North Korea will allow a team of UN nuclear watchdog officials to visit the Yongbyon reactor it agreed to shut down under a disarmament-for-aid deal, Japan's Kyodo news agency said today.
The International Atomic Energy Agency (IAEA) delegation headed by Olli Heinonen is already in Pyongyang, capital of the secretive communist state, to negotiate terms for inspectors to monitor the shutdown.
"Tomorrow, we're going to Yongbyon," Kyodo quoted Heinonen as saying. He said the team would return to Pyongyang on Friday.
The Yongbyon reactor is the source of bomb-grade plutonium for North Korea, which conducted its first nuclear test last year.

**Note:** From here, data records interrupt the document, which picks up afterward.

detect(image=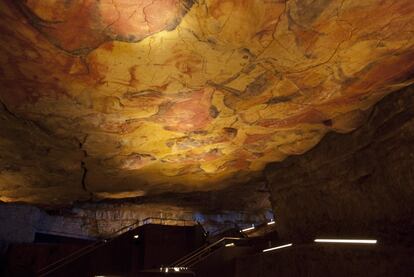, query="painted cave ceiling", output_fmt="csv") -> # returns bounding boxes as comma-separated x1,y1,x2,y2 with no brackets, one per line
0,0,414,204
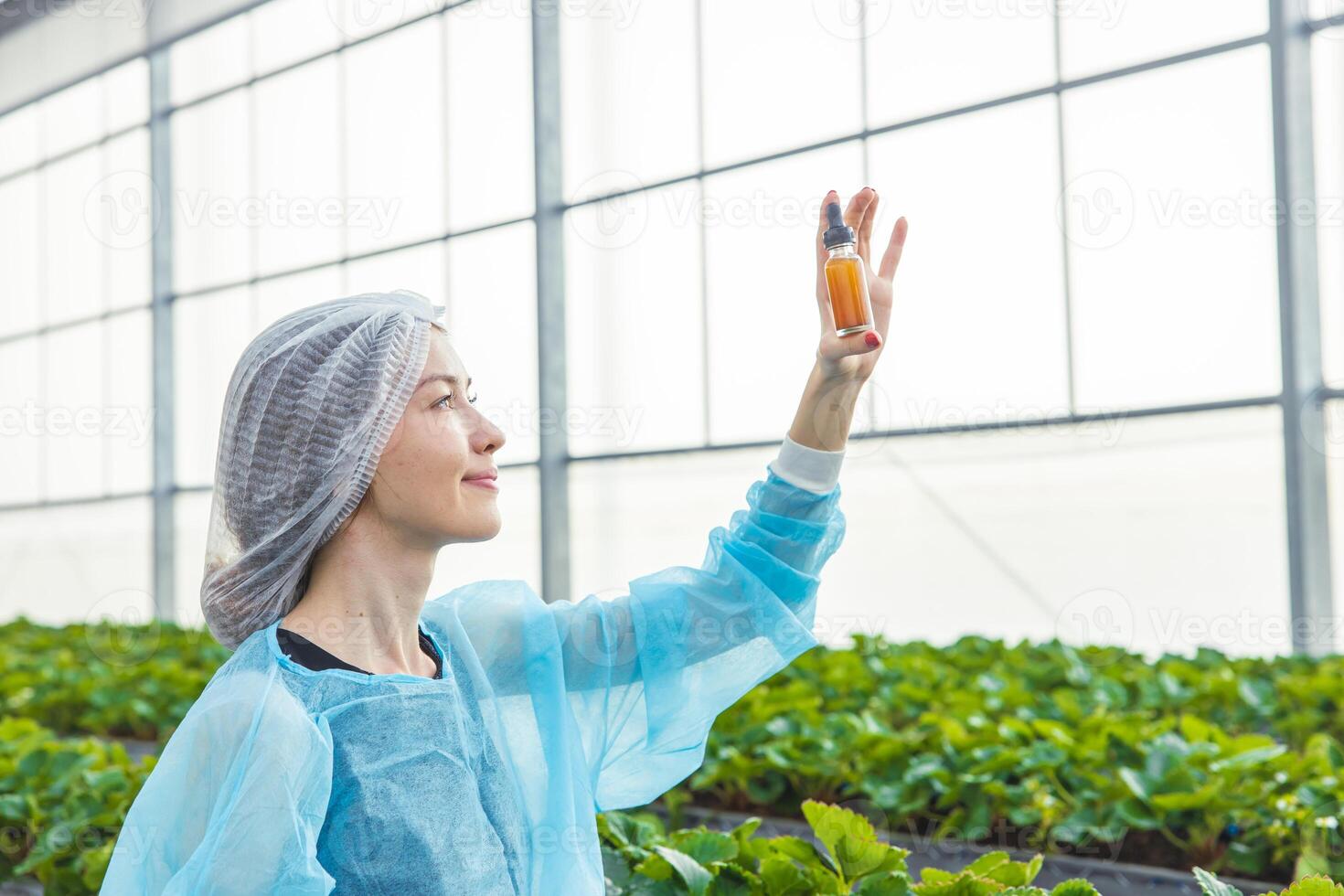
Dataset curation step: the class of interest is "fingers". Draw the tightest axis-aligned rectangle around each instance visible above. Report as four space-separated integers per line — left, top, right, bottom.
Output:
855 187 878 270
878 215 910 280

North Korea ejected IAEA inspectors in December 2002, left the nuclear Non-Proliferation Treaty shortly afterwards and, in 2005, announced it had nuclear weapons.
The disarmament accord struck by two Koreas, Japan, Russia, the United States and China in February was stalled for weeks by a dispute over some $25 million of North Korean funds frozen in a Macau bank.
Pyongyang agreed to implement the deal this week after the money was released.
The ultimate goal of the six parties is to disable the Yongbyon complex and completely scrap the rest of Pyongyang's nuclear program in exchange for massive aid, security guarantees and better diplomatic standing.